Funnily enough though, many of the advocates of the short, sharp, shocked approach to dealing with the banks (like Paul Krugman) advocate just the opposite when it comes to actual real businesses and consumers.
Rather than let the wave of foreclosures run its course, we have to have zombie homeowners who are pressured to stay in homes they can’t afford for as long as possible (see mortgage modification).
Rather than force people to take the painful step of learning new skills or accept a worse job, we prop up industries with high levels of employment.
And more generally, rather than letting consumer fall of the consumer-debt treadmill, we look for ways to keep interest rates low so that spending is maintained.

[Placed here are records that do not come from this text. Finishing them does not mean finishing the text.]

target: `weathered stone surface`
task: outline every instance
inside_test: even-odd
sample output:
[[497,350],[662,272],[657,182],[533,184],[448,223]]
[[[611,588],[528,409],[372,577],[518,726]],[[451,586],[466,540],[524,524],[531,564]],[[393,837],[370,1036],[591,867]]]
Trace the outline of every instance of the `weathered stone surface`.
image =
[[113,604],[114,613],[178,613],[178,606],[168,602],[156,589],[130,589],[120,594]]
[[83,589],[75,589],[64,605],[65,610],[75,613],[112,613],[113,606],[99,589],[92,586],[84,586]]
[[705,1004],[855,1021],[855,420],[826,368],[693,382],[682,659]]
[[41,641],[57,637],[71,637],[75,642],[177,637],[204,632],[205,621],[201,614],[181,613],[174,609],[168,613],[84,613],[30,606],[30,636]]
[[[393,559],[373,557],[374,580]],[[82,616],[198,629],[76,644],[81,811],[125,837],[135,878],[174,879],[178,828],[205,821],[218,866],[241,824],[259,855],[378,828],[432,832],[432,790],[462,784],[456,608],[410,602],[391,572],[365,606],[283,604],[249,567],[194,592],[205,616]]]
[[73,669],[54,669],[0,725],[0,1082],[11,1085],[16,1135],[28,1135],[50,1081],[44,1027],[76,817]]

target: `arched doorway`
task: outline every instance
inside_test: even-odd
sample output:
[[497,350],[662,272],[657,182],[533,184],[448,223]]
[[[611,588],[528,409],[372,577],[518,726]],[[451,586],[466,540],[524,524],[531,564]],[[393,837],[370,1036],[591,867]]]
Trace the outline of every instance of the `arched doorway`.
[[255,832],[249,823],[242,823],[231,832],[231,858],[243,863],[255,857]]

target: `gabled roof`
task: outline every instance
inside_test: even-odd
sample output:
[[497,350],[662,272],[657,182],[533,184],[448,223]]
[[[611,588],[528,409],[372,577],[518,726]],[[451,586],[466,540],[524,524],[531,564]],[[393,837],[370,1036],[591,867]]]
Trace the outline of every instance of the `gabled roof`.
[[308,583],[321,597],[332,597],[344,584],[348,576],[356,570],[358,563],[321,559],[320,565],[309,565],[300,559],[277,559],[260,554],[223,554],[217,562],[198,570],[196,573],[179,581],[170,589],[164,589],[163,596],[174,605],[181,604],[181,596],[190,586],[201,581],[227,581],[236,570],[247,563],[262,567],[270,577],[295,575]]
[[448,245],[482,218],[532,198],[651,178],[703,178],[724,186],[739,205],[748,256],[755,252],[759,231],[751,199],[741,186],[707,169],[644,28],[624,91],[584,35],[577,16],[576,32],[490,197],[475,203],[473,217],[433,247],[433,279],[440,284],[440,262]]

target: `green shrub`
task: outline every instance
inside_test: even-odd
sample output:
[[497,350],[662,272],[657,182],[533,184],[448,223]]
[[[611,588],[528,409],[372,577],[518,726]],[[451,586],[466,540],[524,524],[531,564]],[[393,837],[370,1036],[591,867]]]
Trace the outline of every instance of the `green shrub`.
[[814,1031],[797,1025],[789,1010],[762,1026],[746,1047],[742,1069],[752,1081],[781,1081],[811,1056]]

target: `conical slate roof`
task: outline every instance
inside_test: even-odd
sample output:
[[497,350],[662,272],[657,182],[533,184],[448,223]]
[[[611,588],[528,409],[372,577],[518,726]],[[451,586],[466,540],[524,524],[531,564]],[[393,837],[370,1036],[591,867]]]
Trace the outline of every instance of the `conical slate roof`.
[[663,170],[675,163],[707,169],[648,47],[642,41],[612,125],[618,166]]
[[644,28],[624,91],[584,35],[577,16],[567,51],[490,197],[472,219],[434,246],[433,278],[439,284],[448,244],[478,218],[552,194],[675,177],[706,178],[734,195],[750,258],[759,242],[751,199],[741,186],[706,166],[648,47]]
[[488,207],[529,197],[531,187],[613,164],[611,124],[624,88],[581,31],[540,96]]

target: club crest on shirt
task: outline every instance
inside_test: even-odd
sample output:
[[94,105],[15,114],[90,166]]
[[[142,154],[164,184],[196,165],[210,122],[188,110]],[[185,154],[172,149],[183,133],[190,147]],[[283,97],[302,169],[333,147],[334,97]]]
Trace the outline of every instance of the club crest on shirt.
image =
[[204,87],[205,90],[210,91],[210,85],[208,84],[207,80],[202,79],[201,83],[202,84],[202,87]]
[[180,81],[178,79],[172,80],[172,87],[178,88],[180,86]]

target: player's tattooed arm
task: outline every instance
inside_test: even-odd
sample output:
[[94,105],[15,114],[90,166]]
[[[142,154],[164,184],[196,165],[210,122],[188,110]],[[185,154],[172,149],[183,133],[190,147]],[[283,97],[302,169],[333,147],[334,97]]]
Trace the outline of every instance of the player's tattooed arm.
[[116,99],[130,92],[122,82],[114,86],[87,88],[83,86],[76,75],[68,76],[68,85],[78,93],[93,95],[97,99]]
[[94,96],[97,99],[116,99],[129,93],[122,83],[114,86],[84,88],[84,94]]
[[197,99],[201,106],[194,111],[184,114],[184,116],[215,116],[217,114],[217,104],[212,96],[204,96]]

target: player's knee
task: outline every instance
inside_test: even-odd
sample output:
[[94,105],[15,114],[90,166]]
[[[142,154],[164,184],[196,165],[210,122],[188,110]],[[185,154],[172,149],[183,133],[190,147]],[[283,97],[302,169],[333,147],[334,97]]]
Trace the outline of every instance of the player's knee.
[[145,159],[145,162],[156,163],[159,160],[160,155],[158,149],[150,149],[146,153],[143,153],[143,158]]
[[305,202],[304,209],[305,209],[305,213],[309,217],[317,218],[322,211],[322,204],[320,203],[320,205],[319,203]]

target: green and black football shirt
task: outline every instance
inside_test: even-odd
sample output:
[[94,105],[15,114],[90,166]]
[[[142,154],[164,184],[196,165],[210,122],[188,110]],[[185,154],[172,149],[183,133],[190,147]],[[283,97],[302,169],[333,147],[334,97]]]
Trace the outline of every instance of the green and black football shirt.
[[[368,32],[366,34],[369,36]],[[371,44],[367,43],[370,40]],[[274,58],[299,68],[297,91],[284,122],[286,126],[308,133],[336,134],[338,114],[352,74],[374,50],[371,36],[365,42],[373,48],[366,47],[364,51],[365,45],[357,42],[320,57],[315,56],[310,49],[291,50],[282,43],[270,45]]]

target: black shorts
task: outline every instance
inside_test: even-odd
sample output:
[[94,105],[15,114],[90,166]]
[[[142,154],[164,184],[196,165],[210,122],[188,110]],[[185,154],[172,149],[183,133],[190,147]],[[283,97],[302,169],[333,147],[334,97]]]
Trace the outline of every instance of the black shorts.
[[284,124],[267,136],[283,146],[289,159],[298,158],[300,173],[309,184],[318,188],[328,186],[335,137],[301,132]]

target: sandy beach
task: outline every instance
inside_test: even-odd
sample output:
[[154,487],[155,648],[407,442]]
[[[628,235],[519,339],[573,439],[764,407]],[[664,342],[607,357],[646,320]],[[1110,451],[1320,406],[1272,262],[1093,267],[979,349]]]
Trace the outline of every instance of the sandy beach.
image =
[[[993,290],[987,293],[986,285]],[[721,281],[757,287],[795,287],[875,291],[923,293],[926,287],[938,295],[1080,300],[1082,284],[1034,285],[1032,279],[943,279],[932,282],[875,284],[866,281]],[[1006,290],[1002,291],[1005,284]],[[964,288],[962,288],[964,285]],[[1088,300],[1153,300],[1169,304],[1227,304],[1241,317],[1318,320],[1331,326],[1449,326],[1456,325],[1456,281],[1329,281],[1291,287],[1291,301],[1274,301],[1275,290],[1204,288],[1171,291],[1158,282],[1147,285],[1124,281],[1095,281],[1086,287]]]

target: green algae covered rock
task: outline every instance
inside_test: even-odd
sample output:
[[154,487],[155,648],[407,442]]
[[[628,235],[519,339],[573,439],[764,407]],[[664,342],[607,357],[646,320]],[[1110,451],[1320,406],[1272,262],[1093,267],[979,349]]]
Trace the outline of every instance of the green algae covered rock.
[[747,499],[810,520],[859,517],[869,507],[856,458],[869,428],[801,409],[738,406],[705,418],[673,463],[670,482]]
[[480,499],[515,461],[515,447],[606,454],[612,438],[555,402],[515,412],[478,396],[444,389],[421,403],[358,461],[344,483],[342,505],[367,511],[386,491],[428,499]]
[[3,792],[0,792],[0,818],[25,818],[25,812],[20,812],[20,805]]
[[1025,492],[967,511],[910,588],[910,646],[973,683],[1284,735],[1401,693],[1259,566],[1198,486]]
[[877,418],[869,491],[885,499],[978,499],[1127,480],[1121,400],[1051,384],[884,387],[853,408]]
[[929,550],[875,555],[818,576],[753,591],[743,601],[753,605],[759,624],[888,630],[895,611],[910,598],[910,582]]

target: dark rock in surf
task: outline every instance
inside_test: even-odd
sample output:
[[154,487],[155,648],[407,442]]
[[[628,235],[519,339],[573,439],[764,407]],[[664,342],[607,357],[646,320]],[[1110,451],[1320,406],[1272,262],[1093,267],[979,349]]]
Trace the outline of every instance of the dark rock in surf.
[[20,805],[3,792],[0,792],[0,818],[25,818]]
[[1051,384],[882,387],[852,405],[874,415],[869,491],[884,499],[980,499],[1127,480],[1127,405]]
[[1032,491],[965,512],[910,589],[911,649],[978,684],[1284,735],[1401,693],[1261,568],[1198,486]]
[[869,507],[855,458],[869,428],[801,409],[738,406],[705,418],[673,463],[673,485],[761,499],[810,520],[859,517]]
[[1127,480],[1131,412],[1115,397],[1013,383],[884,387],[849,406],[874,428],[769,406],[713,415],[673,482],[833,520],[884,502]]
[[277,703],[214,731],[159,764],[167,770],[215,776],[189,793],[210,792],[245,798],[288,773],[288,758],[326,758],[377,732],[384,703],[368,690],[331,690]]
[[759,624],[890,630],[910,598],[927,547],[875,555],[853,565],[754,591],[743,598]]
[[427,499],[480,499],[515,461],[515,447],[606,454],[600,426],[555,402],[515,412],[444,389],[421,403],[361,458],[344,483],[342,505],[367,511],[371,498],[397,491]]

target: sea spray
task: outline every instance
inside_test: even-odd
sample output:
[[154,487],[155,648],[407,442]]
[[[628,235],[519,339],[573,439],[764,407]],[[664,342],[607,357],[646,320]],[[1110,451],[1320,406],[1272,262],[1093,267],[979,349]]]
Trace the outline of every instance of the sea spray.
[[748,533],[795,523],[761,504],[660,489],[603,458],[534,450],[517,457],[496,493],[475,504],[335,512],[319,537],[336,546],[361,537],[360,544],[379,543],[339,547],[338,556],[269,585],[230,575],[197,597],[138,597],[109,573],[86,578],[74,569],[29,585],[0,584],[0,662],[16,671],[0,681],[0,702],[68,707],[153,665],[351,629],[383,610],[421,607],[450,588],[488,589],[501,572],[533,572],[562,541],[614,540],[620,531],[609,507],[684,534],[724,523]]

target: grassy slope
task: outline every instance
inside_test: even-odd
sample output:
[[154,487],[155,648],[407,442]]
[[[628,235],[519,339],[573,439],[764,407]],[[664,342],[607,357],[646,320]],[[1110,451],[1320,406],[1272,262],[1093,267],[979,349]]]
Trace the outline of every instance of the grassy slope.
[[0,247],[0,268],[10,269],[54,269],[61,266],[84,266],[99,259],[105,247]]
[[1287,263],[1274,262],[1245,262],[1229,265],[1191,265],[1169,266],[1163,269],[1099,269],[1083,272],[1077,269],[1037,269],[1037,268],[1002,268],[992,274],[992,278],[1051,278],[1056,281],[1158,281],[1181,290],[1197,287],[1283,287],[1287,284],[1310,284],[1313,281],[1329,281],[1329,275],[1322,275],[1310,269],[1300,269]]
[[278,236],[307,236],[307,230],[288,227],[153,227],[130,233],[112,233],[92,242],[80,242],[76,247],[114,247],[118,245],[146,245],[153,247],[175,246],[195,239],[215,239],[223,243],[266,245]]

What happened to inflict-the-pain-now? Not clear. When it comes to consumers and their own broken business models and household balance sheet problems, the answer is apparently to hang on as long as possible.
But if a nation of zombie banks seems scary, we’re terrified by the possibility of an actual nation of zombie people, utterly dependent on government-subsidized debt, without the job security or skills to stand on their own in this economy.